Authors :
Presenting Author: Aaron Struck, MD – Washington University School of Medicine in St. Louis
Camille Garcia-Ramos, PhD – University of Wisconsin School of Medicine and Public Health
Vivek Prabhakaran, MD, PhD – University of Wisconsin School of Medicine and Public Health
Veena Nair, MD, PhD – University of Wisconsin School of Medicine and Public Health
Anusha Adluru, MS – University of Wisconsin School of Medicine and Public Health
Santiago Philibert-Rosas, MD – Washington University School of Medicine in St. Louis
Dace Almane, MS – University of Wisconsin-Madison
Nagesh Adluru, PhD – University of Wisconsin School of Medicine and Public Health
Jana Jones, PhD – University of Wisconsin–Madison
Bruce Hermann, PhD – University of Wisconsin School of Medicine and Public Health
Rationale:
To determine the thalamic nuclei that are different between Juvenile Myoclonic Epilepsy (JME) and healthy age-matched control participants obtained from the Juvenile Myoclonic Epilepsy Connectome Project. Then, to determine their relationship with other subcortical gray matter volumes, disease covariates including duration of epilepsy, chronological age, as well as motor performance.
Methods:
62 patients with JME and 41 age matched controls were examined using 3T MRI T1-weighted images. Patients and controls had a mean age of 20 years (range 12 to 25). Thalamic nuclei volumes were compared after normalization to total intracranial volume. Nuclei volumes were measured using Freesurfer pipeline with thalamic segmentation package. The relationship between thalamic nuclei volumes with age, duration of epilepsy, number of anti-seizure medications and age of onset were examined using linear models with relative assessment of regressors. Correlation with other subcortical volumes was undertaken to identify a potential network effect.
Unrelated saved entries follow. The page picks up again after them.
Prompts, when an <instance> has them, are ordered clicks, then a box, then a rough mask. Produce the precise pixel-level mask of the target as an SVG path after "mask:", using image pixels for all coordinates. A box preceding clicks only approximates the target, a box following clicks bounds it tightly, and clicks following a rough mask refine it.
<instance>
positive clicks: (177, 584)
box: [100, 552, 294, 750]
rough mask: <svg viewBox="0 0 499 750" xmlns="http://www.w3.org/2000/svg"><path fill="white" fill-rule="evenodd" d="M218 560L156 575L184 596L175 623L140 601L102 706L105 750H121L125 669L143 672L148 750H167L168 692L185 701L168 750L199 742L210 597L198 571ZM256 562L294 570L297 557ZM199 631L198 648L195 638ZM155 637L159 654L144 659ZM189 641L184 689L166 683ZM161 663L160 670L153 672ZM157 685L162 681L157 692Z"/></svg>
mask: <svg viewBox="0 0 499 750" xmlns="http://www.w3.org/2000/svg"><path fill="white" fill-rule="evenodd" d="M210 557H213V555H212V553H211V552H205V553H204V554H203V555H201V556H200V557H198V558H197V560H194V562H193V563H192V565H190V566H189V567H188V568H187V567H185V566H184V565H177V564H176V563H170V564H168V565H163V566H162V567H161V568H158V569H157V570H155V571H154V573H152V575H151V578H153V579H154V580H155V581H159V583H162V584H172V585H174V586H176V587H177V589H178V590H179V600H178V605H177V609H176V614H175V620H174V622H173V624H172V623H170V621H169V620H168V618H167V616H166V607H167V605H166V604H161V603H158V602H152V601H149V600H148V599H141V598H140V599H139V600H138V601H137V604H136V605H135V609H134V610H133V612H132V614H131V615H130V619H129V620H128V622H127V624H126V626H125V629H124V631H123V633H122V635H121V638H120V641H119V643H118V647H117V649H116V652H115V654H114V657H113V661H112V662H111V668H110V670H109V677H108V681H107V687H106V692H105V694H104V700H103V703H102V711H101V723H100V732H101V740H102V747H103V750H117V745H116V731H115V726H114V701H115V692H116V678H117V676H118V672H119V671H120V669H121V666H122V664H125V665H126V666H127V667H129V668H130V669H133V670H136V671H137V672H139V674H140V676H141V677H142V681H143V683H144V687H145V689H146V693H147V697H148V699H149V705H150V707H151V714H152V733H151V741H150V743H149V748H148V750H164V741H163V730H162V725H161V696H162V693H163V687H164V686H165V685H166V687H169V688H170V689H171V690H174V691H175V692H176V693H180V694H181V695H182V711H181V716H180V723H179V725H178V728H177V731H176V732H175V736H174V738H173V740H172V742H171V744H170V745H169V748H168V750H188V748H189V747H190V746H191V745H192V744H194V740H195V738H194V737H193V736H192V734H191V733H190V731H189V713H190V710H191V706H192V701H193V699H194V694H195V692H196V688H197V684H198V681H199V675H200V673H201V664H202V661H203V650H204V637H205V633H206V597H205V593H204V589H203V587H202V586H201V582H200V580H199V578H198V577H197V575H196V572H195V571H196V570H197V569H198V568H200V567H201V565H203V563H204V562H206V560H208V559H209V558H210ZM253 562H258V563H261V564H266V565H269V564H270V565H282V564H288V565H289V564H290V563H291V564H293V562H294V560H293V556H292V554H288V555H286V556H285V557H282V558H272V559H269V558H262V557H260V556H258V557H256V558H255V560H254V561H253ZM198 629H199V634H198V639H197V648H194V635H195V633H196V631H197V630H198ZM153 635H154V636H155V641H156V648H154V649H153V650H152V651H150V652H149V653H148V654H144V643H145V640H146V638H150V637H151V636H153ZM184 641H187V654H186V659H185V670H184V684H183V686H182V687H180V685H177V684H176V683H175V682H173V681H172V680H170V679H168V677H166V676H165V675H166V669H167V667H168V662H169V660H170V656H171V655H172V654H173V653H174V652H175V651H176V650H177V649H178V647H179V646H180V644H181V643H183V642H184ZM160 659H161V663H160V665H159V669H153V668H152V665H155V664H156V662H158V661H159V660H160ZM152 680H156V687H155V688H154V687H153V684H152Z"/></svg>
Nuclei volumes were related to a task of speeded fine motor dexterity (Grooved Pegboard).
Results:
Ventral motor associated thalamic nuclei (Ventral Anterior, Ventral Lateral Anterior, and Ventral Lateral Posterior) as well as one intralaminar nuclei (Parafascicular) volumes were reduced in JME. These thalamic nuclei volumes reductions were correlated with cerebellar and ventral diencephalon volume reductions. The reduction in thalamic volumes were associated with age (that differed from controls) in only the ventral thalamic nuclei. Duration of epilepsy also had an effect. JME was associated with decreased dominant and nondominant hand speeded dexterity with greater deficits relative to reduction of thalamic nuclei volume than in controls, the findings suggest a baseline decreased ventral thalamic volume with an inability to make efficiency gains because of disordered adolescent synaptic pruning.
Conclusions:
Motor-related ventral thalamic nuclei may play a central role in the pathogenesis of JME, contributing to both ictal and interictal motor dysfunction. Their established connections with the pre-motor cortex, basal ganglia, and cerebellum suggest potential network-level dysfunction. A better understanding of this circuitry may guide future neuromodulation strategies beyond current vagal and centromedian thalamic approaches, targeting the motor thalamocortical pathway to improve seizure control and neurocognitive outcomes in JME.
Funding:
This work was supported by NIH NINDS – R01 NS111022. NINDS NIH HHS – R01NS117568, R01NS123378, R01NS105646. NICHD – P50HD105353.